Jakarta, CNN Indonesia —
Pakar menilai langkah pemerintah melakukan penyemprotan uap air atau water mist dari atap gedung tidak akan terlalu efektif dalam menekan polusi udara. Sebaliknya, hal ini justru bisa membuang-buang air di tengah kondisi kemarau.
Guru Besar Teknik Lingkungan Institut Teknologi Bandung (ITB) Puji Lestari mengatakan water mist kemungkinan bisa saja mengurangi polusi udara. Namun, hal itu merupakan solusi jangka pendek.

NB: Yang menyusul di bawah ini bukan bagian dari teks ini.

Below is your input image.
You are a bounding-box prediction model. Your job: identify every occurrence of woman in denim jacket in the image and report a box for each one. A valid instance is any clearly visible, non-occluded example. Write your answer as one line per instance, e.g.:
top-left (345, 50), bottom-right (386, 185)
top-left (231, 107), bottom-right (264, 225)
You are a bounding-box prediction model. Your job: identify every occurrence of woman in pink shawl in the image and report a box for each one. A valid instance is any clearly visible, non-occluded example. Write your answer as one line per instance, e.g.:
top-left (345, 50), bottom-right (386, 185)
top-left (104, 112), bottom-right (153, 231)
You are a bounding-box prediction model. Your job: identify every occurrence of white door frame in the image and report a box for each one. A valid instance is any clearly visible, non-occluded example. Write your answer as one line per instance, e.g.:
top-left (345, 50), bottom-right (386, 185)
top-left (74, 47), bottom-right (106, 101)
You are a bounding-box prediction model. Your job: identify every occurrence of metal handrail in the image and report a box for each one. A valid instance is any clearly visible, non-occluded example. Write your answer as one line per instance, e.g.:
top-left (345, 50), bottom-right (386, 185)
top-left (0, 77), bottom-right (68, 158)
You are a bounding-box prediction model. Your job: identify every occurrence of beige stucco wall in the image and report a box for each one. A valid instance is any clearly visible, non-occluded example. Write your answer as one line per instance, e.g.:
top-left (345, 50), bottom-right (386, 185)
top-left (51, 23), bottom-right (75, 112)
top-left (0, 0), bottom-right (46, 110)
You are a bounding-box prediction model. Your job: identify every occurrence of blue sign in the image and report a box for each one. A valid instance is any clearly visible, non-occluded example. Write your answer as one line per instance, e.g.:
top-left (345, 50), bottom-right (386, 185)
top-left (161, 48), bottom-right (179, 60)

“Untuk jangka pendek saya kira masih memungkinkan, dalam menyemprot ini kan sebenarnya juga ada teknologinya, dalam arti kita menggunakan air harus berapa tekanannya, nozzle atau bentuk droplet yang dibutuhkan agar dia bisa lebih efektif di dalam menangkap partikulat, meskipun bentuk mist bisa saja mengurangi tapi efektivitasnya perlu kita kaji kembali,” kata Puji dalam siaran CNN Indonesia TV yang tayang Selasa (29/8).
Puji juga menyoroti pemakaian air untuk melakukan metode ini. Menurutnya, tidak mungkin hanya menggunakan sedikit air untuk mengatasi polusi udara di Jakarta.
“Karena airnya banyak sekali, lalu kemudian apakah kita akan terus menerus setiap hari, artinya jumlah air yang terbuang lumayan banyak,” jelas Puji.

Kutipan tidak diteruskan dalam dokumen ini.